Der Klimawandel setzt den Bäumen zu
In letzter Zeit müssen sich die Baumpflegespezialisten vermehrt mit Bäumen befassen, denen die zunehmend länger anhaltenden Wärme- und Trockenperioden schaden. Vor allem Fichten und Buchen sind gefährdet, da ihnen schon wenige Grad mehr sehr zusetzen. Durch den Stress verlieren sie ihre Widerstandsfähigkeit, was sie anfälliger für allerlei Krankheiten oder Borkenkäferbefall macht. Neue Krankheiten und Schädlinge, oft eingeschleppt, stellen besondere Herausforderungen dar, da ihre Gefährlichkeit zuerst eingeschätzt werden muss, bevor Massnahmen ergriffen werden können. Bäume in städtischen Gebieten haben vom Standort her schwierige Verhältnisse und brauchen besonders gute Pflege. «Ich denke, dass mein Beruf in Zukunft noch wichtiger wird, da das Verlangen nach Bäumen in den Städten immer grösser wird», sinniert Zurbrügg. «Auch aus Sicht der Stadtplanung werden Bäume wichtiger, da sie das Klima regulieren.» Stadtbewohner leiden heute oft unter hohen Temperaturen und Staubbelastung. Schattenspendende Bäume, an deren Blättern Staub gebunden wird, können mithelfen, dieses Problem zu lösen, ist der Spezialist überzeugt: «Doch dies erfordert genügend Wissen, wie man der Natur an so extremen Standorten zu überleben hilft.»

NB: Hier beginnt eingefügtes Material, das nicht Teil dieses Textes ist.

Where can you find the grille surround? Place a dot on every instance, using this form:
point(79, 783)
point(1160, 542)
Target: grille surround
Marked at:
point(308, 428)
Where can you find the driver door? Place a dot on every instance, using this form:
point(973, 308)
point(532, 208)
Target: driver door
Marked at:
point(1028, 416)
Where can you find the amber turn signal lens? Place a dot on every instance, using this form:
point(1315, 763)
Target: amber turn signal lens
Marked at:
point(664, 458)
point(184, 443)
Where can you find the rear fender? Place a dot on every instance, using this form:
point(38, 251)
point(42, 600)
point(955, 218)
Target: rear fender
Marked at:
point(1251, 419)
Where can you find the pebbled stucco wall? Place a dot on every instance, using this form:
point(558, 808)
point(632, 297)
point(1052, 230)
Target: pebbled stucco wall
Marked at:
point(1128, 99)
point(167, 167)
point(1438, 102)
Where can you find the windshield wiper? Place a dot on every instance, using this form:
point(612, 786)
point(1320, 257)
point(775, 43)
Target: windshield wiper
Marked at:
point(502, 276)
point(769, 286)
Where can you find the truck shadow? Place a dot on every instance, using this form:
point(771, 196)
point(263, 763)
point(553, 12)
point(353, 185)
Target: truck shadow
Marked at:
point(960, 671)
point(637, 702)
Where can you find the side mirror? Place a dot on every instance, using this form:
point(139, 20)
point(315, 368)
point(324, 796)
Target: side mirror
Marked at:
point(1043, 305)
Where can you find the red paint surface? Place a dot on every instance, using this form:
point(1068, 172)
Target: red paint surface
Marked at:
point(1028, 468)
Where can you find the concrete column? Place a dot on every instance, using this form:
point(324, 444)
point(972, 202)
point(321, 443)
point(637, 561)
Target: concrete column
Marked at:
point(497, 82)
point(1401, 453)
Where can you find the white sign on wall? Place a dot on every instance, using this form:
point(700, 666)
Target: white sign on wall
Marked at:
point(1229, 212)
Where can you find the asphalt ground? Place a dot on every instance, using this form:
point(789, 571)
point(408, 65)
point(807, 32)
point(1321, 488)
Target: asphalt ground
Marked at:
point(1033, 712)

Berufsbild BaumpflegespezialistInnen EFZ
BaumpflegespezialistInnen EFZ betreuen Bäume von der Pflanzung bis zur Fällung. Sie arbeiten in Baumpflegefirmen, bei Gemeinden oder in Gartenbauunternehmen.
Die Ausbildung zum Baumpflegespezialisten oder zur Baumpflegspezialistin mit eidg. Fachausweis ist eine Zusatzausbildung. Der praktische Teil dauert je nach Erstlehre zwei bis vier Jahre. Optimal ist eine Grundausbildung zur ForstwartIn EFZ, LandwirtIn EFZ oder GärtnerIn EFZ. Die theoretischen Kenntnisse werden berufsbegleitend erworben. Die Ausbildung zum Baumpflegespezialisten / zur Baumpflegspezialistin ist aufgrund des erforderlichen breiten und tiefen Fachwissens europaweit einzigartig.